Reversible or irreversible deformation of RBCs into crescent shapes, reducing deformability and causing membrane damage.

Vaso-Occlusive Crisis

Painful episode caused by microvascular blockage of sickled RBCs leading to tissue infarction and severe pain.

Bone Pain (Dactylitis)

Hand-foot syndrome in children with SCD; painful swelling of small bones during vaso-occlusive crises.

Acute Chest Syndrome

Life-threatening vaso-occlusive crisis in lungs presenting with fever, chest pain, infiltrates, and hypoxia.

Stroke in SCD

Cerebral infarction due to endothelial adhesion of sickled cells and nitric-oxide–mediated vasoconstriction.

Sequestration Crisis

Rapid pooling of sickled RBCs in spleen or liver causing hypovolemia and possible shock, mainly in children.

Aplastic Crisis

Transient cessation of erythropoiesis, usually from parvovirus B19 infection, leading to sudden severe anemia.

Chronic Hypoxia

Persistent low oxygen causing growth retardation and organ damage (spleen, heart, kidneys, lungs) in SCD.

Autosplenectomy

Progressive fibrosis and shrinkage of spleen from repeated infarction, leaving only a fibrous nubbin by adulthood.

Hyposthenuria

Inability to concentrate urine due to medullary sickling, increasing dehydration risk in SCD patients.

Hydroxyurea

Drug that raises HbF levels and decreases leukocyte count, reducing sickling and inflammation in SCD.

Hemoglobin Electrophoresis

Laboratory test separating hemoglobin variants; definitive for detecting HbS or distinguishing HbSC, HbS-β-thalassemia.

Metabisulfite Sickling Test

Induces deoxygenation in vitro; presence of HbS causes RBC sickling visible under the microscope.
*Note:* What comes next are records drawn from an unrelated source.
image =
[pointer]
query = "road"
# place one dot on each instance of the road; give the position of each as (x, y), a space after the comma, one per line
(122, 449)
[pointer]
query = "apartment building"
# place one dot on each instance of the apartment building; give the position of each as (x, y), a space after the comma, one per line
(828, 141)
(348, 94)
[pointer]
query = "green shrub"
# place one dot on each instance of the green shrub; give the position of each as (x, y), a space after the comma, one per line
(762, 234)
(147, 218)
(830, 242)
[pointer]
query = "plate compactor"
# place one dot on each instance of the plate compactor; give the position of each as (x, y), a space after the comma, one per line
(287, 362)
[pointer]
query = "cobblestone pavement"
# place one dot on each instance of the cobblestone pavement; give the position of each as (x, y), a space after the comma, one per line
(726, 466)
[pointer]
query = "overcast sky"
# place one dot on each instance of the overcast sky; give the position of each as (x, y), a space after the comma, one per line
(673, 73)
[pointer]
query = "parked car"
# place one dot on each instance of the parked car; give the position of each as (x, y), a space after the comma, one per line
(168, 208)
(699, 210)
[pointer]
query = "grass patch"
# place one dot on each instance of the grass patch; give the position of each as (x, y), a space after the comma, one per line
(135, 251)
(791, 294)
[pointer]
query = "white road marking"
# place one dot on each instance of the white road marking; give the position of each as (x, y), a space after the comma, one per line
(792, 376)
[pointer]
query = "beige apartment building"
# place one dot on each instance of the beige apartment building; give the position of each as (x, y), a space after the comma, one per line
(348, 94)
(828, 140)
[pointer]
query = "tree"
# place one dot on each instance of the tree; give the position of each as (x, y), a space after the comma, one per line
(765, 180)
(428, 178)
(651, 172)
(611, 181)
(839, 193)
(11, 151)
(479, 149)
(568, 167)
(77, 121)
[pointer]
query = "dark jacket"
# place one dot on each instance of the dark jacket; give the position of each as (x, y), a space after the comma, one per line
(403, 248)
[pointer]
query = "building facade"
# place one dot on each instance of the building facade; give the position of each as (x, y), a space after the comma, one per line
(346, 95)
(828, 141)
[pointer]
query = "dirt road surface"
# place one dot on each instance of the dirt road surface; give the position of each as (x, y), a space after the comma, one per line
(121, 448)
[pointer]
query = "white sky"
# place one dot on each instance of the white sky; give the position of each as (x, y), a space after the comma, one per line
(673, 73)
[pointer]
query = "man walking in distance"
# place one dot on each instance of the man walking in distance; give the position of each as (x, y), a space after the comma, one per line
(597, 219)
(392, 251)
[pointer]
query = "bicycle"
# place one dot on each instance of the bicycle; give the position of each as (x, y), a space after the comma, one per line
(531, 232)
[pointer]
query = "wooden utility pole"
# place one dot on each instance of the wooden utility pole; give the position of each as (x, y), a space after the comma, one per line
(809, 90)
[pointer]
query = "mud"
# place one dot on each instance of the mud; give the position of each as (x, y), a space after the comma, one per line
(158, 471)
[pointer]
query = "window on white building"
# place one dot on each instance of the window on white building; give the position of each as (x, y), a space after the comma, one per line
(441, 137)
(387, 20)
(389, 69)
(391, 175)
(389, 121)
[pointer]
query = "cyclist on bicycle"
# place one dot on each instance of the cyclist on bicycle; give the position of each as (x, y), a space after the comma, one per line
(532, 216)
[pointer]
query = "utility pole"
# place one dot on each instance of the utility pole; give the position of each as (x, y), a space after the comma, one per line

Hereditary Persistence of Fetal Hemoglobin (HPFH)

Benign condition with sustained high HbF that ameliorates severity of sickle cell disease.

Hand-Foot Syndrome

Synonym for dactylitis; swelling and pain of hands/feet in infants with SCD during bone infarction.

Consanguinity

Marriage between biologically related individuals, increasing risk of autosomal recessive disorders.

Inborn Error of Metabolism

Genetically determined enzyme defect, most often inherited as autosomal recessive (e.g., phenylketonuria).

Hemizygous

Having only one copy of a gene rather than a pair; applies to X-linked genes in males.

Lyonization

Random inactivation of one X chromosome in female cells, possibly leading to partial expression of X-linked traits.

Glucose-6-Phosphate Dehydrogenase Deficiency

X-linked recessive enzyme defect causing hemolytic anemia after oxidative stress.

Hemophilia A

X-linked recessive deficiency of clotting factor VIII leading to bleeding diathesis.

Familial Polyposis Coli

Autosomal dominant disorder with numerous colon adenomatous polyps and high cancer risk.

Marfan Syndrome

Autosomal dominant fibrillin-1 defect causing tall stature, lens dislocation, and aortic aneurysms.

Polycystic Kidney Disease (ADPKD)

Autosomal dominant disorder with bilateral renal cysts leading to renal failure in adulthood.